Sad Yoga

Thurs, Sept 22
Yoga at lunch

So, I almost cried today in yoga class thinking that it was my last workout before the marathon. I’m such a sap – it really is pathetic. The almost crying was a mix of feelings – fear, excitement, anticipation and sadness (about it being over soon!). I felt that same twinge of sadness at the hairdresser making my next hair cut appointment yesterday. I stopped to think about scheduling it later in the day because I would have a long run on that Saturday, and then realized that I probably wouldn’t. Ugh – that felt not good.

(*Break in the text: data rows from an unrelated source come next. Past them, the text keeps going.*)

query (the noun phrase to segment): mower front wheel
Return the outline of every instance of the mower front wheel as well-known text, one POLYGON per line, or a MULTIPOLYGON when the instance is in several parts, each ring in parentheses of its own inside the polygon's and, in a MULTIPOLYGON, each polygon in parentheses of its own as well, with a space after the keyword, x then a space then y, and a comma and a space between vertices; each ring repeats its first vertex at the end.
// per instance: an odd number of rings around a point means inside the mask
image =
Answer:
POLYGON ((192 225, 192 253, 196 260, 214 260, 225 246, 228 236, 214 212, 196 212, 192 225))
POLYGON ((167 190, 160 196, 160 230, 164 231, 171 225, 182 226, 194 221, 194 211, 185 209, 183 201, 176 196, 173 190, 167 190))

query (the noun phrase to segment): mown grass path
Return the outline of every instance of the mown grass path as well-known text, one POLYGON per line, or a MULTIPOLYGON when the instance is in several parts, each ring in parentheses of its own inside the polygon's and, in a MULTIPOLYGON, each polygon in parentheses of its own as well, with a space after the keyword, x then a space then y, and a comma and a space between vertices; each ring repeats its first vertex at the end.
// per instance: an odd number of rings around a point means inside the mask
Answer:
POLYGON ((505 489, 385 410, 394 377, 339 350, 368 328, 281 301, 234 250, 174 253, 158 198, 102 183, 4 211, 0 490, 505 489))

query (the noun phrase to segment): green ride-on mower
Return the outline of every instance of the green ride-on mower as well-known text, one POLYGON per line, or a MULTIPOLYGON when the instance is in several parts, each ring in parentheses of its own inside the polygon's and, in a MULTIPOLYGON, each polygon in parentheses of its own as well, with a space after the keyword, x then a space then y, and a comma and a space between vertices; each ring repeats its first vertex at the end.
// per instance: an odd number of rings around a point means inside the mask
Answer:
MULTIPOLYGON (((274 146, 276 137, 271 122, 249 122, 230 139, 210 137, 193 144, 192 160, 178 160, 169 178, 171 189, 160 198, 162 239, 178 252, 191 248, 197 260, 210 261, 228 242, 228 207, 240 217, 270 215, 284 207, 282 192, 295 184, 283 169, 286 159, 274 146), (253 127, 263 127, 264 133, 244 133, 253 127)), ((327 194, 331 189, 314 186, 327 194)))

I asked Mike what I would do on Saturday mornings and he said, “sleep in”! Like that will happen!!!

I have enjoyed this training journey so much – and also blogging about it. Sometimes I’m really not sure what I have enjoyed more – the training or the writing about the training. For me, I guess, they just go hand in hand.

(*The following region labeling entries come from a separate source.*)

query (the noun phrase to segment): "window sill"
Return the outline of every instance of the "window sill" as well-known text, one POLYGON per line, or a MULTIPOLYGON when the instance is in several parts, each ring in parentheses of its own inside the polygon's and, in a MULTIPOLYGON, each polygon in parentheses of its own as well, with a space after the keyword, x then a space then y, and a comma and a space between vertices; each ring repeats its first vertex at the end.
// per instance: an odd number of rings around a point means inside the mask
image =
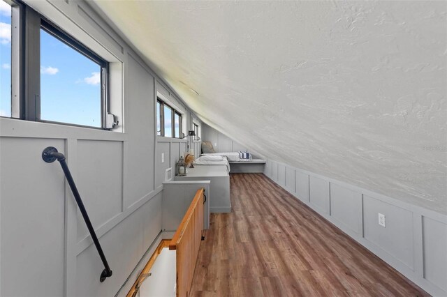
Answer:
POLYGON ((188 139, 185 138, 173 138, 173 137, 166 137, 165 136, 156 136, 156 142, 188 142, 188 139))
POLYGON ((0 137, 126 141, 121 132, 0 118, 0 137))

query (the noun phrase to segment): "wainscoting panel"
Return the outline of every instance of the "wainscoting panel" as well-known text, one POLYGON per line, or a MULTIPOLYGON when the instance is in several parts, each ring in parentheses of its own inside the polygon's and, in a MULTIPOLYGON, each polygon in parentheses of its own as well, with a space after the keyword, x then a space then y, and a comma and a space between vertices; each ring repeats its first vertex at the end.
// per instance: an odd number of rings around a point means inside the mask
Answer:
MULTIPOLYGON (((78 172, 73 176, 94 228, 122 211, 123 142, 78 141, 78 172)), ((89 235, 78 212, 78 241, 89 235)))
POLYGON ((272 179, 278 182, 278 163, 272 162, 272 179))
POLYGON ((295 169, 286 167, 286 188, 292 194, 295 194, 295 169))
POLYGON ((64 153, 65 142, 0 137, 0 295, 63 296, 65 177, 57 161, 46 163, 41 154, 50 146, 64 153), (42 274, 51 285, 42 282, 42 274))
POLYGON ((423 216, 424 277, 447 291, 447 224, 423 216))
POLYGON ((447 215, 272 160, 264 174, 427 292, 447 296, 447 215))
MULTIPOLYGON (((170 167, 173 169, 173 172, 175 172, 174 168, 175 165, 180 158, 180 143, 179 142, 171 142, 170 143, 170 167)), ((183 153, 182 153, 183 155, 183 153)), ((164 180, 163 180, 164 181, 164 180)))
POLYGON ((309 174, 295 171, 296 196, 300 200, 309 202, 309 174))
POLYGON ((413 213, 365 195, 364 237, 411 269, 413 258, 413 213), (385 215, 386 227, 379 224, 379 213, 385 215))
POLYGON ((362 193, 330 184, 330 215, 337 227, 361 236, 362 213, 362 193))
POLYGON ((311 176, 309 185, 311 204, 324 213, 329 213, 329 182, 311 176))
POLYGON ((286 186, 286 166, 278 164, 278 183, 281 187, 286 186))
MULTIPOLYGON (((170 166, 170 142, 157 143, 155 153, 155 187, 161 186, 161 183, 165 181, 165 172, 170 166), (161 162, 161 154, 164 153, 164 162, 161 162)), ((173 172, 175 172, 174 170, 173 172)))

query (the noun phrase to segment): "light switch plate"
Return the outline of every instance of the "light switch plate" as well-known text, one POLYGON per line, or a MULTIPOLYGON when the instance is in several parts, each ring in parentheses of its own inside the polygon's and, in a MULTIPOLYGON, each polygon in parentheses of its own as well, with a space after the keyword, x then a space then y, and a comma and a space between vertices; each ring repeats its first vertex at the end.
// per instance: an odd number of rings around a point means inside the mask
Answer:
POLYGON ((379 213, 379 224, 385 227, 385 215, 379 213))
POLYGON ((166 169, 165 174, 165 181, 169 181, 173 179, 173 169, 169 167, 166 169))

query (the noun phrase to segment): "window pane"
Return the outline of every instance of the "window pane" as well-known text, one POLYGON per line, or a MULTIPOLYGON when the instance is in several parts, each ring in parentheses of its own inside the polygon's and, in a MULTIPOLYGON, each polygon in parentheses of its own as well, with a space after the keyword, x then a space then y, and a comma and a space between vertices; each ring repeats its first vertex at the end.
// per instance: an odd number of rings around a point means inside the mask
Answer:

Yes, I will find a new goal and that will be good. But this one has been different. This marathon training journey leading up to Saturday has been epic for me. I do really believe that the training has been the real tough journey. The marathon is just the icing on the cake – the reward. I just want to enjoy every moment.

Tomorrow I’m looking forward to starting my race weekend with the Expo. I took the day off of work in order to hear some of the speakers speak (dork alert!) and just enjoy the vendors, etc. I’m going with my runner partner, Angie so that should be fun.

But first, a good night’s sleep is needed!